His lawyers had argued that Tesla’s legal team asked improper questions, baselessly accused a witness of lying and made misleading statements to the jury during a five-day trial earlier this year.
Orrick said any misconduct by the company’s lawyers did not so permeate the entire trial to have improperly influenced and prejudiced the jury.
Diaz had been awarded $137 million by a different jury in 2021, but Orrick then ruled that verdict was excessive. The judge ordered the second trial to determine damages after Diaz turned down a lower payout of $15 million.
Tesla did not respond to a request for comment.
Lawrence Organ, a lawyer for Diaz, said he was considering an appeal and expects Tesla to file an appeal seeking to lower the award.
Organ said that despite losing the bid for a new trial, the $3.2 million award was large for a race discrimination case and demonstrated the severity of the harassment alleged by Diaz.
“Courts don’t typically uphold large, multimillion-dollar awards in these cases, so from that standpoint this is clearly a victory for Diaz and for civil rights,” Organ said.
Orrick barred both sides from presenting new evidence or testimony at the second trial, which took place in March.
Diaz claimed Tesla’s lawyers violated that directive by questioning him and other witnesses about alleged altercations between Diaz and other workers, which had not come up at the first trial. Diaz denies those incidents took place.
Tesla has said it does not tolerate discrimination and takes complaints from workers seriously.

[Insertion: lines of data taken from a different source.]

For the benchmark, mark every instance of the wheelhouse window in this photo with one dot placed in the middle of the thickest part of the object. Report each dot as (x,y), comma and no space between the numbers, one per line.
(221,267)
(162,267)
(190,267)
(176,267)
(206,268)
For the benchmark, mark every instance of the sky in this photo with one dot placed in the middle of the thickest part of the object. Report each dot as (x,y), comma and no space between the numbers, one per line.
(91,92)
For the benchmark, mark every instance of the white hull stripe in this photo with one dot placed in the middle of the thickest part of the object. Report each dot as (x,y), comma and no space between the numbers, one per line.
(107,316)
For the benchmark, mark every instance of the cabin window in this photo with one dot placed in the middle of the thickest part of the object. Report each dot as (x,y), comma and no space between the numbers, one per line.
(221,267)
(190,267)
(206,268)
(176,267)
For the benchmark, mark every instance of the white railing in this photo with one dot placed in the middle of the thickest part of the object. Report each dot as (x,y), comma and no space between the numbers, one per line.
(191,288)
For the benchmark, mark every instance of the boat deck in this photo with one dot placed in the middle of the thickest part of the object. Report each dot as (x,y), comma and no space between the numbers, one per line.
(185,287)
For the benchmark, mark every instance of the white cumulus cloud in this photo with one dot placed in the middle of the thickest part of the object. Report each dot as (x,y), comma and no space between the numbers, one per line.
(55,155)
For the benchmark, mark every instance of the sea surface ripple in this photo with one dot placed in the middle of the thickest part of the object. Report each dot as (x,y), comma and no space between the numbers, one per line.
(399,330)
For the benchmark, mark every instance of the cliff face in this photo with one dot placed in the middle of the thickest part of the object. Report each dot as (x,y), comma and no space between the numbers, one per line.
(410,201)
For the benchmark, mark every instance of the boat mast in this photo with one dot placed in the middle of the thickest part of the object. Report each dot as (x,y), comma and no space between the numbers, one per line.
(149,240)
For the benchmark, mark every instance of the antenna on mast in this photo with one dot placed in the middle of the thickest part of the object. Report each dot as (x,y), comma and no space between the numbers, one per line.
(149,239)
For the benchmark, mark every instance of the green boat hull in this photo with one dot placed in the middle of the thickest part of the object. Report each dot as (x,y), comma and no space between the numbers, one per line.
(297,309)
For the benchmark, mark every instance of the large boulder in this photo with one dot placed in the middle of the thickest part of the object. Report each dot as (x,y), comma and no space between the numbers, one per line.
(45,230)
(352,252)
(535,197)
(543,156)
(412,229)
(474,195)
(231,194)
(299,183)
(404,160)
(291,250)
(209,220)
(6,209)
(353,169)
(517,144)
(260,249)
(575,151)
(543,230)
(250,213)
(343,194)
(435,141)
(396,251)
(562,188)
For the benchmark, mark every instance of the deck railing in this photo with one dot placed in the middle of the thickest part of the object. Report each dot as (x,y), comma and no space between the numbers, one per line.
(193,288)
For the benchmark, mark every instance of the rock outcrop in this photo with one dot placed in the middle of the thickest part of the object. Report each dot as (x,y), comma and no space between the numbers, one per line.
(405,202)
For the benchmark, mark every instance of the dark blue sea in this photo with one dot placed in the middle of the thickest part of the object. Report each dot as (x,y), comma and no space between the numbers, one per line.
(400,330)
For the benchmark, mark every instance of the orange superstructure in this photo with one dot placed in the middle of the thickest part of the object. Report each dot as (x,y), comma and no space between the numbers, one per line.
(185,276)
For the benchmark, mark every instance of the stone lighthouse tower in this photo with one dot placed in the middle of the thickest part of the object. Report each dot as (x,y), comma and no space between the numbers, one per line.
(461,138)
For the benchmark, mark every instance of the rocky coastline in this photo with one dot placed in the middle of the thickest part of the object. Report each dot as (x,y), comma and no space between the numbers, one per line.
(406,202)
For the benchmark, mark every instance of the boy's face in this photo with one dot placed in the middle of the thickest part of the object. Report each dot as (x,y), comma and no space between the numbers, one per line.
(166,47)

The company has also denied wrongdoing in several other lawsuits claiming employees at the Fremont plant and other factories and service centers have faced racial or sexual harassment.
Those cases include a proposed class action by Black workers and a lawsuit by a California state agency alleging widespread race discrimination at the Fremont plant, which Tesla claims was politically motivated.
Last week, Tesla was sued by the EEOC, which claims that since 2015 Black factory workers have routinely been subjected to racist slurs and graffiti and retaliated against for complaining about the harassment.
The EEOC sued Tesla under the federal law barring workplace discrimination, which caps damages at $300,000 per worker. The class action and the state agency’s lawsuit allege violations of California law, which has no caps.
Diaz had sued Tesla under a different federal law barring race discrimination in contracts, including employment contracts, which also does not cap damages.